The 4 Reasons Private Equity Needs Big Data
Ask a child what they think of when they hear the word “big,” and they might mention elephants and whales, or the sun and the ocean.
Ask a group of people who follow technology the same question, and they may all have the same answer: data.
The amount of data being generated every day is staggering, and growing each year. By 2020, it’s estimated that for every single person on earth, 1.7 MB of data will be created every second. It’s a number so large that it’s incomprehensible.
This explosion of data is both a challenge and an opportunity for private equity firms and the companies they buy or acquire. There are actionable insights buried within this mountain of data that will allow companies to make better business decisions – and harnessing this information requires investing in big data systems and technologies.
There are four important reasons a private equity firm needs big data for its portfolio of managed investments:
1 – Big data provides a 360-degree view of a business.
Big data allows a company to combine historical and current data through system consolidation, then build algorithms on top. Firms then can use trends and predictions to identify how to optimize assets, provide a better customer experience, and streamline operations within its investment – because more data analysis means better answers.
2 – Big data is necessary to revive a failing brand.
Private equity firms often acquire companies in distress, and because the company is in trouble, it likely has not bothered upgrading its IT infrastructure or implementing any advanced techniques to improve its technological back end.

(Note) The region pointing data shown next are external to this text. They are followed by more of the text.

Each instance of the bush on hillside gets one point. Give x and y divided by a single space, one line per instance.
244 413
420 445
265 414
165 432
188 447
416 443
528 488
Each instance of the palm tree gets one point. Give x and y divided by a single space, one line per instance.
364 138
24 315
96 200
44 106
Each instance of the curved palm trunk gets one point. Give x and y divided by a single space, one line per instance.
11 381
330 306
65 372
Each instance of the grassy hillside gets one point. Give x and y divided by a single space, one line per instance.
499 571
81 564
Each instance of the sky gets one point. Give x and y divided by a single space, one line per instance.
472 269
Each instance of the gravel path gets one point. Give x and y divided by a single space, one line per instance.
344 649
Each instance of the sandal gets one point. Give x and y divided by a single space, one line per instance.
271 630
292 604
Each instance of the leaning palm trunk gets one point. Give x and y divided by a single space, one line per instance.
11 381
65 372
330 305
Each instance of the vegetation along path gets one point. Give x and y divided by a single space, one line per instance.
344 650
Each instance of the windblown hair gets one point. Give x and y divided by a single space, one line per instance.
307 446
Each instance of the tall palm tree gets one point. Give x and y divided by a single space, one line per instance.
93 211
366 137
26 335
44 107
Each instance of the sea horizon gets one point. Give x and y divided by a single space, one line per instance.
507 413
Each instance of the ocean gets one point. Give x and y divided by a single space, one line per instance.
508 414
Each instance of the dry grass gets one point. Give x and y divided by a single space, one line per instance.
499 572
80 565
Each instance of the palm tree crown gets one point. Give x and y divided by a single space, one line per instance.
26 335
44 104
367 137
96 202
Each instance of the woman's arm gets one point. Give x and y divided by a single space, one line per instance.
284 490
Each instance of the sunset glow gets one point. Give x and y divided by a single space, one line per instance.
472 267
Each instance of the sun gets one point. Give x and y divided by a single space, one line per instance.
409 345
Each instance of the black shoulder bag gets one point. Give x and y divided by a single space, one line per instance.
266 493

Private equity firms can start with a technology audit to review what kind of infrastructure exists and what type of data is being generated. Once the technical due diligence has been performed, the firm can begin collecting all of an investment’s data, refining it, consolidating it and analyzing it to derive value from an asset that likely was not being used to its full potential before.

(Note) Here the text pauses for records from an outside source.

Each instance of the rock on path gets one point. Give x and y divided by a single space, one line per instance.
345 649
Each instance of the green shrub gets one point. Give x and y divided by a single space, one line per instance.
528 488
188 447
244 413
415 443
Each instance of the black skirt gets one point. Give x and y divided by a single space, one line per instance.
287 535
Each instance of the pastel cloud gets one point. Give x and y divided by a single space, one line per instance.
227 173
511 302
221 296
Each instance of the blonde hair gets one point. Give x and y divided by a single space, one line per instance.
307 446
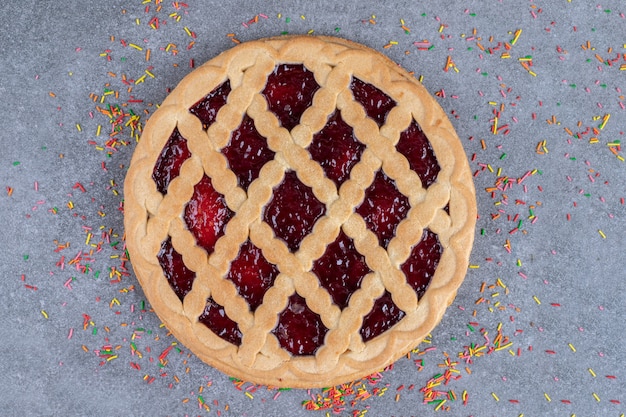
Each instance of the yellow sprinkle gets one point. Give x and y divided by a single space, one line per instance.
517 33
604 120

3 – Big data is critical during M&A.
When two large or midsize companies merge, or when one company acquires another, each company come with its own systems and operational processes. Big data can help bring the disparate processes together, creating a consistent view of what’s happening over the two companies.
For example, both companies will have their own groups of customers, and there likely will be some overlap. Big data allows both companies to merge these lists, see who the common customers are, and create one master customer list – and this applies to all areas within a company, including products, employees and so on. While both companies can maintain their own data within their legacy systems, the big data system reveals the commonalities, ensuring insights can be extracted based on all available information.

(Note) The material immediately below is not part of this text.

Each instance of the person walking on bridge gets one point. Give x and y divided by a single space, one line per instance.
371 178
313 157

4 – You can’t get to digital transformation without big data.
Traditional data types were structured, fitting neatly in a relational database. Now, data comes in new, unstructured or semi-structured data types, such as text, audio and video, which require additional preprocessing to develop meaning and support metadata. Big data helps organizations combine structured historical data with unstructured data (e.g., social media posts) and make it all actionable with predictive analytics that shape the company’s future – bringing a company closer to true digitization.
Big data sets will also provide the foundation upon which machine learning platforms can be built. Using big data to fuel a machine learning program will yield predictive analytics that self-update in real time as data changes, revealing to a firm what’s happening in a company right now as well as what should be happening in the future.
Big data is not intended to replace existing systems – rather, it augments them – and there’s no single software, solution, technology or answer when it comes to big data. Technology becomes obsolete quickly these days, and firms need to continually reinvest in their companies’ technology solutions in order to stay up to date and keep moving forward in the long march to digital transformation.